According to Nick Vadala, if you want a villain here, you can lay the blame squarely at the feet of Jerry Falwell, and particularly the moment when he decided to heap homophobic scorn on Tinky Winky the Teletubby, of all things:
For most people, what Falwell had to say about a character on a children’s show was irrelevant and asinine (which it was). But for American millennials—many of whom were just getting a solid grip on basic critical thinking at the time—Falwell’s piously hateful, anti-gay screed represents an early memorable experience with religion on a large public scale. Among the first of many faith-zapping public events during millennials’ development, Falwell’s remarks seem now to have ingrained a certain amount of religious doubt in my generation, and put us on a path toward non-religion.
The truth in Vadala's argument is that the penchant of religious conservatives to say demonstratively stupid and offensive things certainly provides ample basis for a retreat from religion. If being religious requires believing absurdities such as this, then it isn't hard to imagine that there are many, many people who might be interested in going off in search of greener pastures.
That said, I suspect that there are a large number of variables at stake in the question of declining millennial belief.
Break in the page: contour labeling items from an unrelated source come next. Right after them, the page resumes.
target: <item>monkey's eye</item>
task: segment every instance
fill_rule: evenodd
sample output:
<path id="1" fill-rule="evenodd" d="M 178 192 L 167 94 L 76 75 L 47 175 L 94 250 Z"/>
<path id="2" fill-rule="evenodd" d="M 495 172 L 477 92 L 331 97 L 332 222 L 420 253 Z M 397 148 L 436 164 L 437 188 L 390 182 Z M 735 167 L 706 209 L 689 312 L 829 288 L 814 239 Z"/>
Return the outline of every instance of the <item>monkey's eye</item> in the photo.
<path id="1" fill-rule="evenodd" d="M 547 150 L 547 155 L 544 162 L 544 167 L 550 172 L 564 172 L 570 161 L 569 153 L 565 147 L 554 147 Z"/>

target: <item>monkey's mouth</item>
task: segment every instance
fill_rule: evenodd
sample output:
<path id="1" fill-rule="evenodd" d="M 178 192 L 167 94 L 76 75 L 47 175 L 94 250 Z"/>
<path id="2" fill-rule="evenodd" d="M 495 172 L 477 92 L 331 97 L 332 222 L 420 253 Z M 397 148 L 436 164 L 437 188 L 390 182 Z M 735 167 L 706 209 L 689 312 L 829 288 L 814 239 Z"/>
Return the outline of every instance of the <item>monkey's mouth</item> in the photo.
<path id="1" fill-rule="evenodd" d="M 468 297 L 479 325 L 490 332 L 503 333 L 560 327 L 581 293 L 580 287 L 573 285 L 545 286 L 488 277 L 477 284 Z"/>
The cultural shift in which the millennials are participating is simply the latest iteration in a trend that goes back at least to the baby boomer era. It's connected to the failure of institutions, including religious institutions, to successfully sustain themselves and develop coherent and strongly integrated communities (as reported by Robert Putnam in Bowling Alone), to the rise of individualism in all dimensions of American society (as reported by Robert Bellah in Habits of the Heart), and a general sense of cultural ennui and fatalism that seems to have affected every post-war generation to one degree or another.
I think that there is a meta-cultural critique of modern society to be made here, one in which the decline of religion is only one of a number of factors, that will help explain how we've gotten to this point. One day I may be in a position to make that critique, but for now, let me note two or three things:
- The rise of individualism, with a concomitant rise in political libertarianism and the decline of institutional adherence, has degraded our ability as a society to create the web of relationships necessary to sustain the kind of movements and ideologies necessary to both support religions and effectively engage in serious cultural transformation.
- At the same time, the horizons of human possibility are increasingly circumscribed by political and media portrayals of what qualifies as legitimate discourse. So we are now in a place where a right of center politician like Barack Obama is routine accused of being a socialist, a communist, anti-business, etc., for simply not full throatedly endorsing the most Randian expressions of capitalism.
- The rise of cultural barbarism on the right and political corruption throughout the body politic has disaffected members of every generation, but particularly younger men and women, who see no potential for social transformation toward any genuine good, because the ideologies and institutions intended to pursue the good have been so thoroughly undermined in the interests of a powerful political and economic elite.
So, what does all of this have to do with religion? Jerry Falwell's Teletubby stupidity was simply an example of the way in which these trends began to coalesce in a particularly toxic way over the last decade or so. There had certainly been precurors -- the rise of the religious right in the 1980s, the emergent barbarism of the 1990s era Republican congress, the personal and political corruption of Bill Clinton and his followers, the 2000 election. But for any who had begun to become political aware in the period from about 1995 on, there were too many examples of the absurdity of essentially any institution or ideology you could point to to make any of them credible on the surface as viable methods of organizing one's life.
So I suspect that the religion survey is an example of only one place where institutional and ideological decline is taking place among millennials. Clearly, if this is true it should show up in other surveys, and I'd need to delve more deeply to determine whether this were truely so. Are there institutions and ideologies that are thriving among millennials as alternatives to religion? That's a key question. And of course there are other generational factors to account for. My own generation, Gen X, factors into this as well, as we may have been a leading indicator on some of these trends, but again, this has been a pattern for at least 50 years, which is about when a lot of the cultural markers that I'm identifying began to solidify.
Now of course they are so deeply established as to potentially paralyze any legitimate discourse of social transformation or any belief system that relies on adherence to a conception of the transcendent. And this is the nature of the crisis of liberal discourse that we are witnessing in the United States today.